Problem was, it wasn't a disguise any more. I was really Eliza, the girl who was learning to be an honest and respectable woman. There's something real nice about being respectable.

We decided that we needed to be full-on girls and wear skirts to prove it. The weather was starting to warm up, so we didn't have to dress like Eskimos and I even got to show a little leg. I figured I had to be modest in my attire or my parents might get one shock too many. No cleavage for me, I still wore my rice farm. I was starting to wonder how well that would work when the weather warmed up and I started to sweat.

My ears were long healed so I could wear fancy earrings and I chose some dangly things that made sure people knew I had them on. I borrowed a pair of Wendy's calf length boots for the day. Trading clothes with your roommates is a good deal when you want to put on the glam.

It was really nice to be out in the warmer weather so we didn't have to wear heavy arctic coats. The bus dropped us off and we went in the gates. I patted the animal statues guarding the gates, but it wasn't really warm enough to sit on them wearing a skirt. I loved to sit on them when I was a kid, but I was a dignified woman nowadays.

It was a little frustrating because Patty and I couldn't hold hands or anything like that. In 1977 lesbians were not welcome much outside of lesbian bars, and the cops liked to raid them any time they figured they hadn't busted enough heads in a while. Things have changed for the better these days.

As we approached the seals I pointed out an older couple sitting on a bench. So OK, they looked older to me back then.

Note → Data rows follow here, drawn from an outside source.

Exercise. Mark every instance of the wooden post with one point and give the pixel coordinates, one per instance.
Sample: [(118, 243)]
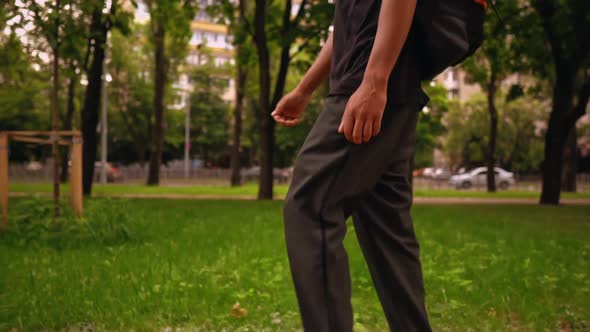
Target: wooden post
[(3, 182), (76, 176)]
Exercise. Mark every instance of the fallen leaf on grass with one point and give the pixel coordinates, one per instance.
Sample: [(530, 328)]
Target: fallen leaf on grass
[(237, 310)]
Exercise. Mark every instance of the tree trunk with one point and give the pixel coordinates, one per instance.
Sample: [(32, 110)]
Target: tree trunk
[(570, 162), (92, 100), (491, 152), (55, 115), (68, 123), (161, 72), (235, 153), (265, 190), (555, 138)]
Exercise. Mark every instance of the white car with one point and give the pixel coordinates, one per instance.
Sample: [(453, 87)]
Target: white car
[(477, 177)]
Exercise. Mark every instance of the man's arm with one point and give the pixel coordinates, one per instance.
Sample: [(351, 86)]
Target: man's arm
[(362, 117), (289, 110)]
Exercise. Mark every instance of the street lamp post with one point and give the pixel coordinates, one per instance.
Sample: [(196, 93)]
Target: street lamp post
[(187, 132), (103, 121)]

"See the couple on the bench? That's my Momma and Pops. Tell me I can do this, will you?"

"You can do this, Liza. You're my girl and a strong woman. Let's meet them together and show them the woman you've become."

I couldn't help it. I went over, steepled my hands in front of my nose and barked like a seal. Patty started laughing and my parents looked for all the world like they were stoned. Getting stoned was a big thing back then, not that my parents would know about it. Alcohol was the family's choice of escape from reality.

"Vito?" asks my Momma.

"Pretty good disguise for a guy on the run, isn't it, Momma?"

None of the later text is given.